Longuinhos acedeu e disse a S. João que se Rosinha amava outro jovem, ele não tinha o direito de destruir a felicidade do casal. Além disso acrescentou: “Se me consentes, São João, eu próprio serei o padrinho desse casamento! Sei que precisam de um bom começo de vida e eu encarregar-me-ei disso. Quanto ao meu amor, cá o entreterei até que se desvaneça”.
De imediato, o Santo avisou Rosinha que estava na hora de começar a preparar a sua boda com Artur, pois padrinho já tinha. Quem ficou a perder, foi Pedro, que num ato egoísta, quase tinha conseguido trocar a felicidade da sua filha pelo seu bem-estar.
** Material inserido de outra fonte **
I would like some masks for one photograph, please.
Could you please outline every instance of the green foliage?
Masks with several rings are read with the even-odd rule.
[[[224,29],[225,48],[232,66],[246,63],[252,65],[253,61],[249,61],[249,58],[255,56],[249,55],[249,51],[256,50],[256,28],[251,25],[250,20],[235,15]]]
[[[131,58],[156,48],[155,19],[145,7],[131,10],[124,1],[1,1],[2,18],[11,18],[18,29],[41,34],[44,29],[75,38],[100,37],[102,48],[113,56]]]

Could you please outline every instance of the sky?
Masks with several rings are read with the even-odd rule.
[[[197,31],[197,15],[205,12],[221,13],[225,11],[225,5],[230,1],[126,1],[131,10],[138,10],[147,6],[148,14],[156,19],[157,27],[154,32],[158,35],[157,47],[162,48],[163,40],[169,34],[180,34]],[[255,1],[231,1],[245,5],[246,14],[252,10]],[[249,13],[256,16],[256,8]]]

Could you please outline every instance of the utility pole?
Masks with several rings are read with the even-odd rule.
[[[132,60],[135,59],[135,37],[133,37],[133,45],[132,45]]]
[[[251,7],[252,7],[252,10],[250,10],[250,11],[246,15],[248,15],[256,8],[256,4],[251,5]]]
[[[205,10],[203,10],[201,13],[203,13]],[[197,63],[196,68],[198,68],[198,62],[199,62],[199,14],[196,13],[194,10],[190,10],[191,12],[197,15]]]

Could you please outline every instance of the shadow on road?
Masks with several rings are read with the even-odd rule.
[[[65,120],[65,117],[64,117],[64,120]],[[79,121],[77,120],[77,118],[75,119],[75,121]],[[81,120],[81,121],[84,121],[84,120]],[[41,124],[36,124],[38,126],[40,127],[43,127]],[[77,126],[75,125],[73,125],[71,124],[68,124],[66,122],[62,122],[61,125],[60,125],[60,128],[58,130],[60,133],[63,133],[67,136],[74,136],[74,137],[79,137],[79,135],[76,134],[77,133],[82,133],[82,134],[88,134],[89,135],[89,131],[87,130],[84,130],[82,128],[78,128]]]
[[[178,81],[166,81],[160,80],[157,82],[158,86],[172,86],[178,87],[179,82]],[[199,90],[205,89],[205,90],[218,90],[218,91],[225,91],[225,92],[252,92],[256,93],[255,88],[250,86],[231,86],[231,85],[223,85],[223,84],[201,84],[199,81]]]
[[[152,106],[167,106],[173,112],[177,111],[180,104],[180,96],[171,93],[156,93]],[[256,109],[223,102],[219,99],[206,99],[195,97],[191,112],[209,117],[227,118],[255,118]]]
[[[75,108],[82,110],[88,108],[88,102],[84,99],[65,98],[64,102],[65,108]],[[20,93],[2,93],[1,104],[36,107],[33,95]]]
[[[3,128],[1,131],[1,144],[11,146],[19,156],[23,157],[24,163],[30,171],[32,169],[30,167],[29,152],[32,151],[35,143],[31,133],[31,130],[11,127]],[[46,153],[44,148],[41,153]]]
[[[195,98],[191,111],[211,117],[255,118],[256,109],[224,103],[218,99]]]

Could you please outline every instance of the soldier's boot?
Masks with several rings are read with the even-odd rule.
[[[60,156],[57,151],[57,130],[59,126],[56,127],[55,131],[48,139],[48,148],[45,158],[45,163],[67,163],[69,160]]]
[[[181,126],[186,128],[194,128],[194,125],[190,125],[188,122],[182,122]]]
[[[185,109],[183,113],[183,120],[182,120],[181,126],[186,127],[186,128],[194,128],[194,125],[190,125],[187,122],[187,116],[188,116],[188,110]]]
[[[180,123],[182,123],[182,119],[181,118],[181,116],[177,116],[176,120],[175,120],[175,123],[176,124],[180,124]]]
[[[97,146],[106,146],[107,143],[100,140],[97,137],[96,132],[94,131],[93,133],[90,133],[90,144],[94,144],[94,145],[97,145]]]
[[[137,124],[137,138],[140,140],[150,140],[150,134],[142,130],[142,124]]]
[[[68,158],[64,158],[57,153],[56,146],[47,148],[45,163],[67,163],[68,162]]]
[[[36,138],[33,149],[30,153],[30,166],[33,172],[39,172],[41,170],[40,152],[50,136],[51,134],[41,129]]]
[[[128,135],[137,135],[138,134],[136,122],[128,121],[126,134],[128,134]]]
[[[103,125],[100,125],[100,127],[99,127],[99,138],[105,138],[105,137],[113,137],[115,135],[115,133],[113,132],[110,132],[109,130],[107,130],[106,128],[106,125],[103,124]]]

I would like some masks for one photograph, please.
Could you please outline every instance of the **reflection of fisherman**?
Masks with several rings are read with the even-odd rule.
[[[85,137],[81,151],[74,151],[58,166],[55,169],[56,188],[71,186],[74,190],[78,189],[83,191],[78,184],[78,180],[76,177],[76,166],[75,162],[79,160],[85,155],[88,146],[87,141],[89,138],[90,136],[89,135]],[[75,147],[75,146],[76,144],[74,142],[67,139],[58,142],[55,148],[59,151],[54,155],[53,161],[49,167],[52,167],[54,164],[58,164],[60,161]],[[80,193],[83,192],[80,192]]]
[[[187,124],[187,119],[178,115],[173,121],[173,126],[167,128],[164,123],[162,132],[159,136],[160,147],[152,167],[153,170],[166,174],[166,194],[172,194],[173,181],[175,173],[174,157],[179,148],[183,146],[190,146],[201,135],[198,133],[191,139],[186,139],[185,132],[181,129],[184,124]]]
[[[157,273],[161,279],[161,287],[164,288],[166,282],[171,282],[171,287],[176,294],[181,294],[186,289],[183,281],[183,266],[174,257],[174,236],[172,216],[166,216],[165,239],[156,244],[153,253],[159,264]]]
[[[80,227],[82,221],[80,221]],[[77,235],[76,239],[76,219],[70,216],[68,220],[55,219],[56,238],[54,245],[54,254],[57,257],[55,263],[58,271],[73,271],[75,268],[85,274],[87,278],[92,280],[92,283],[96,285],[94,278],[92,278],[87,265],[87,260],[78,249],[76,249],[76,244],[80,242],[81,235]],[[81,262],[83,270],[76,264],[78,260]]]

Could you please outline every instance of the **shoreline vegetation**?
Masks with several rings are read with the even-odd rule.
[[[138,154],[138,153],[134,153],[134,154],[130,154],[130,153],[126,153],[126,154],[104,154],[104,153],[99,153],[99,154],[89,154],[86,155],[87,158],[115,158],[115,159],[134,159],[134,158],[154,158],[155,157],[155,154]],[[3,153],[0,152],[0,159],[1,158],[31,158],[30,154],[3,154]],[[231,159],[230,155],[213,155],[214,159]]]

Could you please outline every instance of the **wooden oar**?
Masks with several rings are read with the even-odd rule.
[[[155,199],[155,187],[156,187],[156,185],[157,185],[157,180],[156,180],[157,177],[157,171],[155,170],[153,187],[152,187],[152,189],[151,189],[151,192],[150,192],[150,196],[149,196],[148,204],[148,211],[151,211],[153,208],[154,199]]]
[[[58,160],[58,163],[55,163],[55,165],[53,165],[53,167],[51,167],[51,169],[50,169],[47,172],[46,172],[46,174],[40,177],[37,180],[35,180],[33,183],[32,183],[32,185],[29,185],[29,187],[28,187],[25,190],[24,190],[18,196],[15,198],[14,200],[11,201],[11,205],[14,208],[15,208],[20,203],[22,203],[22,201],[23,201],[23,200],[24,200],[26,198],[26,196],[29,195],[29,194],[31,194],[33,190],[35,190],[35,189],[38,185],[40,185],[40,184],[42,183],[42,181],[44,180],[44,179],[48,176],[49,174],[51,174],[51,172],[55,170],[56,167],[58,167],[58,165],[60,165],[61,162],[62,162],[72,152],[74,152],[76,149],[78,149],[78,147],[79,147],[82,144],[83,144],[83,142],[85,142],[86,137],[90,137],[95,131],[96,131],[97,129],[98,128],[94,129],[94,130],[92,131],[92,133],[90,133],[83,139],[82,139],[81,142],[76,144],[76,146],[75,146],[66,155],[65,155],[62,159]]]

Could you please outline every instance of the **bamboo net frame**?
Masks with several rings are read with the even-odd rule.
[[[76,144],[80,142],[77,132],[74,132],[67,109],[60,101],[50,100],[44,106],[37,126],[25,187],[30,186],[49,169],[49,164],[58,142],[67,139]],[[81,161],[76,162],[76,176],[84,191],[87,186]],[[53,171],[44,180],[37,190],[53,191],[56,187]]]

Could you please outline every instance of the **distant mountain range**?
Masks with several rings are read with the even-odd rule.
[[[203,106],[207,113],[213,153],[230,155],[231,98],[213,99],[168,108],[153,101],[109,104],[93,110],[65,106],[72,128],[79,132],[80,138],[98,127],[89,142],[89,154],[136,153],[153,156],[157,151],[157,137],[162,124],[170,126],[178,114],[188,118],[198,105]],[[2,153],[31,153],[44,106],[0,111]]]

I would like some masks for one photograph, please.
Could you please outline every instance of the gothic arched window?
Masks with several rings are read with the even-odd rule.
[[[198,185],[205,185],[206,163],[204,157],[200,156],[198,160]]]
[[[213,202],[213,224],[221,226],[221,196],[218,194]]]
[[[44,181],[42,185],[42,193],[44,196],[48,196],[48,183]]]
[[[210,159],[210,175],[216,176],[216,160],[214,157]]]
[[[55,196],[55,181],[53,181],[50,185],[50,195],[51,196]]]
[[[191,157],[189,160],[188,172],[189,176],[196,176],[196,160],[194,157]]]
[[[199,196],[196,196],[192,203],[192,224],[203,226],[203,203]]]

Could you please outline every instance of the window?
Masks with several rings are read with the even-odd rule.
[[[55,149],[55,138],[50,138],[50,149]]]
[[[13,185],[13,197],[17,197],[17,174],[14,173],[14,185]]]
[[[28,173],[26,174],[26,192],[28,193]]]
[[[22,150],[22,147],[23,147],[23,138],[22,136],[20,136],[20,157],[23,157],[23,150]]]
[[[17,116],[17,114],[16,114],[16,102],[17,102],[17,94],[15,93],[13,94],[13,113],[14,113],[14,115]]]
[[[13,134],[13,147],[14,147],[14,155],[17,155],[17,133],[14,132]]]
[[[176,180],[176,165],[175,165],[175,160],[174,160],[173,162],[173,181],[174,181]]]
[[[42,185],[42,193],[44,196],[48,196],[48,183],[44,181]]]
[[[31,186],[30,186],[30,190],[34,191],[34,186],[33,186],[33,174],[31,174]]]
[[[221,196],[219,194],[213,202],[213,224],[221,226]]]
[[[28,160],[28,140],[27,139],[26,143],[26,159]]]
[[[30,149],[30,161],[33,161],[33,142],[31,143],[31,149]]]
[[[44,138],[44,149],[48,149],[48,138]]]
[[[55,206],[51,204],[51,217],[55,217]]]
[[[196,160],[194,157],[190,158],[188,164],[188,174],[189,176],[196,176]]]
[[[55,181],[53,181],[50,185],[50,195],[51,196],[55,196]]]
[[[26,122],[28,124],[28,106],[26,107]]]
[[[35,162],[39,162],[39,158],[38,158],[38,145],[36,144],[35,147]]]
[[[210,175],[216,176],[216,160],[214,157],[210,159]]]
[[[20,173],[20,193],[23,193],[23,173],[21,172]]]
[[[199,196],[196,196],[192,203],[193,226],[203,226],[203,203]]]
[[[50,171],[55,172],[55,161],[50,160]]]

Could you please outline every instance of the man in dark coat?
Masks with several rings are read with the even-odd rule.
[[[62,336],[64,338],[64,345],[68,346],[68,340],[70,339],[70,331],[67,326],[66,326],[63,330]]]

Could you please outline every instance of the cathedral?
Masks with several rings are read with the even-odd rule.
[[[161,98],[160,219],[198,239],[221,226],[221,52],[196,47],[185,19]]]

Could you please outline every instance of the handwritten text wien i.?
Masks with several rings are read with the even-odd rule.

Assim, a figura de Longuinhos também vive na estátua de S. Longuinho, e simboliza o altruísmo e o triunfo, contra tudo e contra todos, do Amor verdadeiro.
Durante a festa de São João, muitas raparigas “namoradeiras” andam à volta de uma estátua de S. Longuinho, no Bom Jesus, ao mesmo tempo que proferem determinadas orações com o objetivo simples de apressarem o seu casamento.
2.2. A Estátua
No cimo do Bom Jesus, encontra-se a estátua de S. Longuinho, datada do ano de 1819. Esta estátua equestre, em pedra de granito sobre um pedestal, do escultor Pedro José Luís, é única em Portugal e muito rara no mundo.
Por isso, acreditando ou não em lendas e histórias antigas, se quer tanto casar já sabe: dê umas “voltinhas” na estátua do Longuinhos.
3. O Abade de Priscos tem a sua história
Segundo reza a lenda, o Abade de Priscos – ou Manuel Joaquim Machado Rebelo de seu nome – era conhecido na freguesia de Santiago de Priscos pelos seus grandes dotes no que diz respeito a engomar roupa, costurar e bordar.
Porém, o que o tornou verdadeiramente famoso, foi o seu dote culinário, tendo sido considerado um dos maiores cozinheiros do século XIX. Esta distinção deve-se ao particularmente à sua obra culinária mais famosa: o Pudim Abade de Priscos, ainda hoje peça integrante da maior parte dos cardápios dos restaurantes Minhotos.
Foram diversos os acontecimentos que contam como o Abade transformava, através de uma perícia e perfeição inigualável, as suas refeições em pura magia. Caracterizadas como uma explosão de sabores, diziam-se ser resultado da panóplia de temperos que acompanhavam o Abade na sua “maleta” secreta.
Exemplo disso, foi o episódio vivido a 3 de outubro de 1887. Nessa data, o Abade de Priscos foi convidado para preparar o banquete real, na Póvoa de Varzim, para receber a visita de El-Rei D. Luís e e a sua família. O desempenho do Abade foi tão excecional que o Rei mandou chamá-lo para o conhecer e saber qual a composição daquele prato delicioso e único.
O Abade, com uma resposta inesperada, sorriu e afirmou “Era palha, real Senhor!”.
Isto desencadeou o espanto de todos os presentes e a pergunta incrédula do Rei: “Palha? Então dá palha ao seu Rei?”.
Mais uma vez, de forma misteriosa, o Abade esclareceu: “Majestade, todos comem palha, a questão é saber dá-la…”.
Conclusão
Braga é uma cidade muita antiga e muitas mais estórias haverá. Chamamos-lhes estórias porque, em rigor, alguns pormenores poderão estar distorcidos, fruto da transmissão oral e escrita, muitas vezes, pouco rigorosa. Contudo, não é esse o verdadeiro intuito da transmissão destas estórias pois, mais do que exercícios de rigor, são manifestações culturais que refletem o património imaterial de uma população.
E isso, é aquilo que pretendemos celebrar.
Para quem visita pela primeira vez a cidade, não deixe de passar por estes locais e provar o pudim. Temos a certeza que sairá mais rico culturalmente e, quem sabe, com um casamento ao virar da esquina.